The aforementioned two acquisitions have been accounted for as poolings of interests. Accordingly, the financial statements for all periods presented have been restated to include the financial condition and results of operations of these two entities. Synovus' consolidated financial statements for the three years ended December 31, 1999, have been restated for the mergers with Merit and WDM as follows:

On January 31, 1999, Synovus issued 333,163 shares of common stock to acquire the remaining 80% interest in Canterbury Trust Company, Inc., which provides trust, custody, investment and consulting services to large institutional clients. The acquisition was accounted for as a purchase resulting in goodwill of $5.5 million which is being amortized on a straight-line basis over fifteen years.

On January 29, 1999, Merit acquired Source Capital Group I, Inc., an Atlanta-based equipment leasing company, in exchange for 100,000 shares of Merit's common stock (equivalent of 125,330 Synovus shares), valued at approximately $1.9 million. The acquisition was accounted for as a purchase resulting in goodwill of $1.3 million which is being amortized on a straight-line basis over fifteen years.

On December 18, 1998, Synovus completed the acquisition of the $178 million asset Georgia Bank & Trust (GB&T), located in Calhoun, Georgia. Synovus issued 1,811,058 shares of common stock for all the issued and outstanding shares of GB&T.

On November 30, 1998, Synovus completed the acquisition of the $55 million asset Bank of Georgia, located in Watkinsville, Georgia. Synovus issued 850,269 shares of common stock for all the issued and outstanding shares of Bank of Georgia.
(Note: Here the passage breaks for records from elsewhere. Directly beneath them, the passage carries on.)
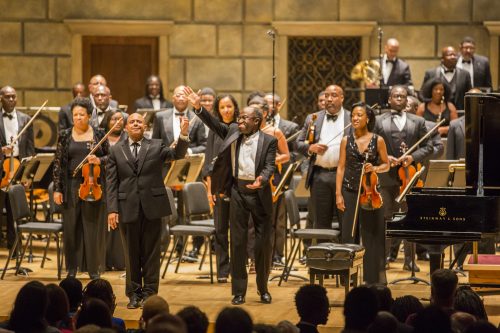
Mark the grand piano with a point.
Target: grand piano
(438, 217)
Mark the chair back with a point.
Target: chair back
(195, 199)
(19, 203)
(292, 209)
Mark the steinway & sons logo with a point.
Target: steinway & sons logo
(442, 216)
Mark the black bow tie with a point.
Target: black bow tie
(9, 115)
(331, 117)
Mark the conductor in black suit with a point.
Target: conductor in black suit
(457, 78)
(242, 170)
(153, 98)
(136, 198)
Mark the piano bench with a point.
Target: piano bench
(344, 260)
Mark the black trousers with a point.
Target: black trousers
(221, 220)
(242, 206)
(141, 241)
(371, 228)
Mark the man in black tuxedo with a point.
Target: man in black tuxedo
(394, 70)
(65, 116)
(399, 129)
(242, 171)
(153, 98)
(11, 124)
(137, 199)
(459, 79)
(478, 66)
(324, 154)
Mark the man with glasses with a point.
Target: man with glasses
(242, 171)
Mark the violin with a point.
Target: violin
(90, 189)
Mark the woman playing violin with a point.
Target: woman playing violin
(84, 221)
(362, 150)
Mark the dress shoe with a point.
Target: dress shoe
(238, 300)
(407, 267)
(266, 298)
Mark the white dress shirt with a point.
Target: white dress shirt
(11, 127)
(329, 130)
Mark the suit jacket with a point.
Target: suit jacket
(26, 141)
(222, 174)
(130, 188)
(415, 129)
(455, 145)
(461, 85)
(163, 129)
(400, 74)
(303, 147)
(147, 103)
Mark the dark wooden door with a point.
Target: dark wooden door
(125, 62)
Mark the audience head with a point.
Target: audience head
(467, 48)
(432, 319)
(226, 108)
(360, 308)
(334, 98)
(398, 96)
(232, 320)
(58, 307)
(73, 288)
(312, 304)
(8, 97)
(449, 57)
(30, 306)
(154, 87)
(404, 306)
(467, 300)
(207, 98)
(196, 321)
(94, 311)
(443, 286)
(101, 289)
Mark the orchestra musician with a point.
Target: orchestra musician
(84, 221)
(11, 124)
(362, 149)
(244, 167)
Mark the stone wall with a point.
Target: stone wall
(222, 43)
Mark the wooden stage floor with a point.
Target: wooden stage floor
(187, 288)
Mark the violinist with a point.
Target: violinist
(84, 221)
(399, 129)
(11, 124)
(359, 150)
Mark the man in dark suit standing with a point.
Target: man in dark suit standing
(330, 127)
(399, 129)
(478, 66)
(12, 123)
(154, 98)
(458, 78)
(242, 171)
(65, 116)
(136, 198)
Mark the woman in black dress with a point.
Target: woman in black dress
(84, 221)
(362, 147)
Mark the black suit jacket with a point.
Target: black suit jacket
(163, 129)
(303, 147)
(400, 74)
(147, 103)
(130, 189)
(461, 85)
(455, 145)
(415, 129)
(26, 141)
(222, 174)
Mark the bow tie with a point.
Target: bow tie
(9, 115)
(331, 117)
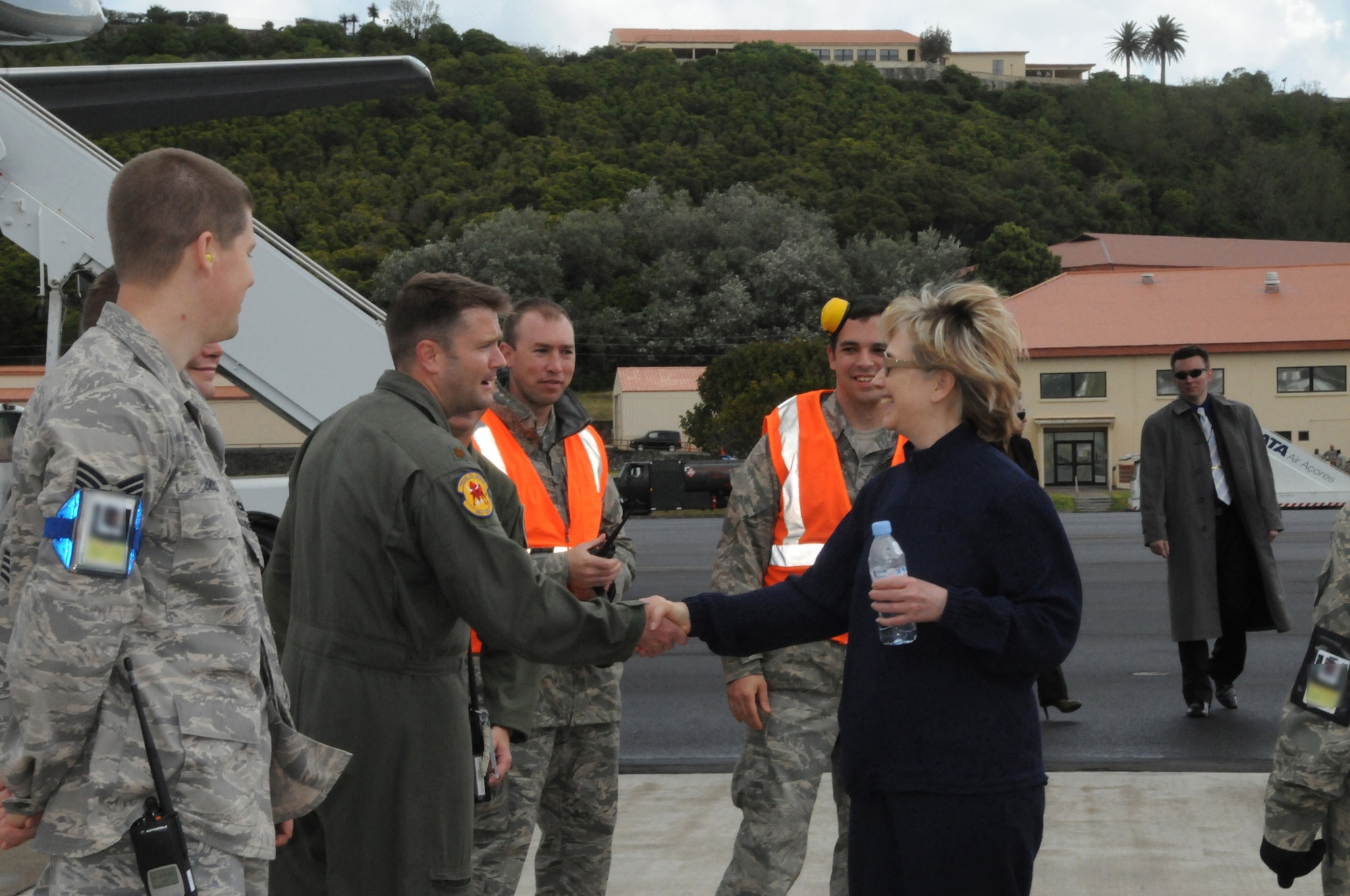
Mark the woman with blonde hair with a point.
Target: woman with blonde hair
(942, 737)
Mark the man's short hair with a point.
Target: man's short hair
(1190, 352)
(861, 308)
(546, 308)
(430, 306)
(103, 291)
(161, 202)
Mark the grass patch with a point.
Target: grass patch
(599, 405)
(678, 515)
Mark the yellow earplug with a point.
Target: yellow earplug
(832, 316)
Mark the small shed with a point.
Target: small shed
(650, 399)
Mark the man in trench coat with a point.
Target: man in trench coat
(1209, 508)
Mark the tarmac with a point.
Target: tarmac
(1106, 835)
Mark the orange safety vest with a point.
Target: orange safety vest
(800, 439)
(588, 476)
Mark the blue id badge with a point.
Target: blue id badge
(97, 532)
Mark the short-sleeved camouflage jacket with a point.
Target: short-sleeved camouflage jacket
(569, 694)
(1312, 754)
(749, 535)
(117, 415)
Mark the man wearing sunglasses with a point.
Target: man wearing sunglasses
(1209, 508)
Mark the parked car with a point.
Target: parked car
(658, 441)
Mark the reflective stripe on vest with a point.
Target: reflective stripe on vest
(588, 476)
(801, 439)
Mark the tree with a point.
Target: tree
(1166, 40)
(1013, 261)
(1128, 44)
(743, 387)
(935, 44)
(414, 17)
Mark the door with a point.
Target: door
(1078, 458)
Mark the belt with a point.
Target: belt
(368, 654)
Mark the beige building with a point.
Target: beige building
(884, 49)
(1100, 342)
(649, 399)
(246, 423)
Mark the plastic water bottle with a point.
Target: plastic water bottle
(888, 559)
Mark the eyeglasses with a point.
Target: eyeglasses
(892, 364)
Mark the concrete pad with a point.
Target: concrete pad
(1106, 835)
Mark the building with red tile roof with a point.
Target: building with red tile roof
(649, 399)
(1100, 345)
(1140, 252)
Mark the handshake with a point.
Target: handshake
(668, 625)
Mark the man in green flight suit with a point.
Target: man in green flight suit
(389, 550)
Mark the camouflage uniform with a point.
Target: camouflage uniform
(566, 777)
(780, 773)
(1309, 786)
(117, 415)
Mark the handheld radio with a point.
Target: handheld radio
(610, 547)
(481, 740)
(157, 836)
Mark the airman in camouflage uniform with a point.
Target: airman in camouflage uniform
(566, 775)
(1309, 787)
(117, 415)
(780, 773)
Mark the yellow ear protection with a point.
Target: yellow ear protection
(834, 315)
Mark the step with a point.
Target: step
(1093, 504)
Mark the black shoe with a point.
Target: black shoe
(1226, 694)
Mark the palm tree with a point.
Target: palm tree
(1128, 44)
(1166, 40)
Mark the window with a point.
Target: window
(1168, 387)
(1074, 385)
(1301, 380)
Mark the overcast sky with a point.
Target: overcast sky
(1295, 40)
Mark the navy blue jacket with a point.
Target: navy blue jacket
(954, 712)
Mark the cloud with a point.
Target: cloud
(1295, 40)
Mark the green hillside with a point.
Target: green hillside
(514, 128)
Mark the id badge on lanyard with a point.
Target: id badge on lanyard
(97, 532)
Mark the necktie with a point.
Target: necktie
(1221, 484)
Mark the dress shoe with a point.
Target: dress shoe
(1226, 694)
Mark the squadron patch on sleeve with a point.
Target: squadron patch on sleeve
(473, 491)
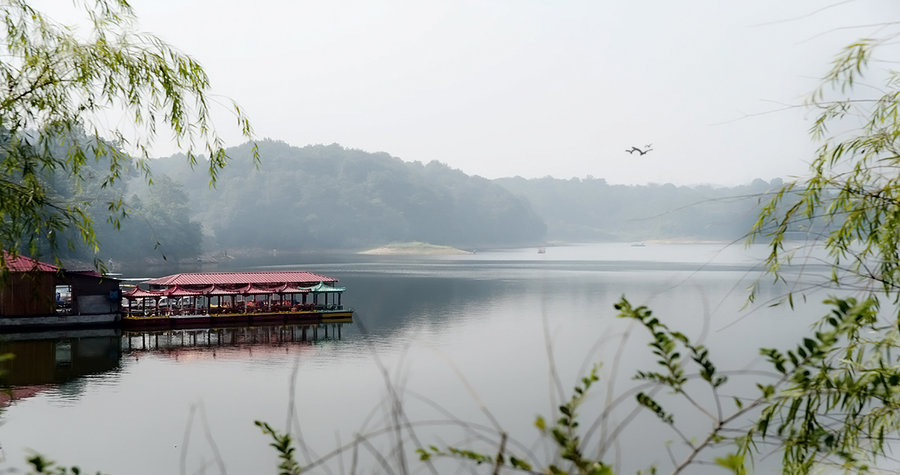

On September 1, 1998, Synovus completed the acquisition of the $348 million asset Community Bank Capital Corporation (CBCC). CBCC is the parent company of the Bank of North Georgia, located in Alpharetta, Georgia. Synovus issued 3,774,531 shares of common stock for all the issued and outstanding shares of CBCC.

The aforementioned three acquisitions have been accounted for as poolings of interests, except that the financial information preceding the dates of acquisition have not been restated to include the financial position and results of operations of these acquired entities since the effect was not material. Net income for the years ended December 31, 1998 and 1997 would have been increased by $2.6 million and $7.2 million, respectively, if the previous periods had been restated.